Eliot has introduced numerous critical concepts. They have gained wide currency and have showed broad influence on criticism.  ‘Dissociation of sensibility’ is one of them. It has been hotly debated by critics. This concept has given a new direction and new tools of criticism. It has now become a very popular literary term which was first used by him in his essay “The Metaphysical Poets”. It refers to the way in which intellectual thought was separated from the experience of feeling in the seventeenth century poetry.
ORIGIN OF TERMINOLOGY:


 Eliot coined this phrase in 1921 in his essay ‘The Metaphysical Poets’. He used this term to describe the disjunction of thought and feeling that he perceives in English literature from the seventeenth century onward. In this essay Eliot attempts to define the metaphysical poets. Eliot is of the view that the poets of the seventeenth century possessed a mechanism of sensibility which could devour any kind of experience. They are simple, artificial, difficult, or fantastic. Eliot argues that for Metaphysical poets a thought was an experience. It was integrated with emotional and bodily response. Since the time of John Milton thought has been divorced from feeling. As the former became more refined and subtle, the latter became cruder.

THEORY OF DISSOCIATION OF SENSIBILITY:

Eliot does not regard Tennyson and Browning as great poets. They have ideas, but they fail to transmit their ideas into emotions and sensations.
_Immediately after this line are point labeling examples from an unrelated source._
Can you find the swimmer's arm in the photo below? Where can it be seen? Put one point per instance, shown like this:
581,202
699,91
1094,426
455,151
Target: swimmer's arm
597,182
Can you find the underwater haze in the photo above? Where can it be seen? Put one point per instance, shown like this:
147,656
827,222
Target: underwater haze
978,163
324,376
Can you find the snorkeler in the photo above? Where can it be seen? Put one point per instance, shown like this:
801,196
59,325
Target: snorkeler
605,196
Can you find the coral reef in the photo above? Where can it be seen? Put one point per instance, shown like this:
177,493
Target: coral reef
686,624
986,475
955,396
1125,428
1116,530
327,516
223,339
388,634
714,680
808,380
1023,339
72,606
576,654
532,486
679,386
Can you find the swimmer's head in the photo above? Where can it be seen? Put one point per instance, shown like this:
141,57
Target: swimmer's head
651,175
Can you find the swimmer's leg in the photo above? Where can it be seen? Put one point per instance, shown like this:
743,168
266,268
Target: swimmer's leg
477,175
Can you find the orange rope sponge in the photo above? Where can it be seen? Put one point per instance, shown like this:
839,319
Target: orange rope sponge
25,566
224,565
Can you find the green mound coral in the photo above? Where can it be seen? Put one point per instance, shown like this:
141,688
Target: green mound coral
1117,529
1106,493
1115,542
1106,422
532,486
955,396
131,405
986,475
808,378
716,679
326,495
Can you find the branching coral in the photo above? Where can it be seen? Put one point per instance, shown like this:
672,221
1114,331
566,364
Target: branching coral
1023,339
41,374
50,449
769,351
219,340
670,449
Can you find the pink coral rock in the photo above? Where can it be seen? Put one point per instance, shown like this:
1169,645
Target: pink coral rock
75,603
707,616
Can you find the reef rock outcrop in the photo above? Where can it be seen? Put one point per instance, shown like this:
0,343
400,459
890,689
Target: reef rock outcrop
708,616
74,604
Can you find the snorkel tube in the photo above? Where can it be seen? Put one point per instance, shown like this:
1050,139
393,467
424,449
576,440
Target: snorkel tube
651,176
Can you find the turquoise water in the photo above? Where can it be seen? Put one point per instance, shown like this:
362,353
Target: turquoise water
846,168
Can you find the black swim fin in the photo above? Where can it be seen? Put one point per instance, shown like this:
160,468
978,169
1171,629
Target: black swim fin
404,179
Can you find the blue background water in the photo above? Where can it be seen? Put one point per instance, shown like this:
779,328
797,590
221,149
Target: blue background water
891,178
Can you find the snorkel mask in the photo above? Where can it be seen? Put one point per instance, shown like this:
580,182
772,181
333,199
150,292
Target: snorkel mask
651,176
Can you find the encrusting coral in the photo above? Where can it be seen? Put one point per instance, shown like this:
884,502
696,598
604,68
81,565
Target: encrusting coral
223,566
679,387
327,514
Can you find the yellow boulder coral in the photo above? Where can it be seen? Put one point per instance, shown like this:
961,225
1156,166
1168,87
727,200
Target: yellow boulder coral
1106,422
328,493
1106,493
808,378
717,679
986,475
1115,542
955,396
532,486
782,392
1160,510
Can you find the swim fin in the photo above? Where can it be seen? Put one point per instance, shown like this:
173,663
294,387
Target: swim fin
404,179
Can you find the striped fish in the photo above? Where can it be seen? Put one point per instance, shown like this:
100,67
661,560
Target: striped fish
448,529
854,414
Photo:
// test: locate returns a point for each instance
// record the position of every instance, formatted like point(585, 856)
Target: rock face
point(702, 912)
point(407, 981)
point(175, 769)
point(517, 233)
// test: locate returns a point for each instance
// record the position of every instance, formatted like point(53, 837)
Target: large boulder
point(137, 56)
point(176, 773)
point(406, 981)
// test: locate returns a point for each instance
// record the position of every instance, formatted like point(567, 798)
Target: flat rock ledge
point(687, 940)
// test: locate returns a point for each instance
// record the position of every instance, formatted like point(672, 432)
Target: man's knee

Merely dry thoughts or logic do not make a great poet. In his essay of “The Metaphysical Poets”, T. S. Eliot explains how this fusion of thought and feeling takes place: “Tennyson and Browning are poets; and they think, but they do not feel their thought as immediately as the odour of a rose.” According to Eliot, the dissociation of sensibility is a linguistic and cultural malaise from which English literature and society have never recovered.  The theory of dissociation of sensibility provoked much discussion and has been challenged as a misleadingly simplification of literary history. Eliot uses John Donne’s poetry as the most prominent example of united sensibility and thought. He writes, “[a] thought to Donne was an experience; it modified his sensibility.” Eliot’s apparent appreciation of Donne’s ability to unify intellectual thought and the sensation of feeling demonstrates that he believes dissociation of sensibility to be a hindrance in the progression of poetry.



INTERPRETATIONS:

In his article “T. S. Eliot’s Theory of Dissociation,” Allen Austin describes dissociation of sensibility as a concept that “involves not only the integration of sensation and idea…but also a special kind of thought—a detached intellectuality combined with passion.” Austin asserts that Eliot defines this term in order to provide a rationale for the combination of wit and emotion. He blames that Eliot’s appreciation of thought united with emotion is also a method of defending his own poetry. It is because his writing reflects the metaphysical poets’ style of combining wit and feeling. Gates uses Eliot’s dissociation of sensibility in reference to the presence of race in literature. He writes: “For millions who originated outside Europe, however, this dissociation of sensibility has its origins in colonialism and human slavery.” Gates goes on to infer that, in this context, dissociation of sensibility reflects the way in which literature, in this sense analogous to thought, is dissociated from race and otherness.As a critic Eliot has his faults. Still, such faults do not detract Eliot’s greatness as a critic. His criticism has revolutionized the great writers of the past three centuries.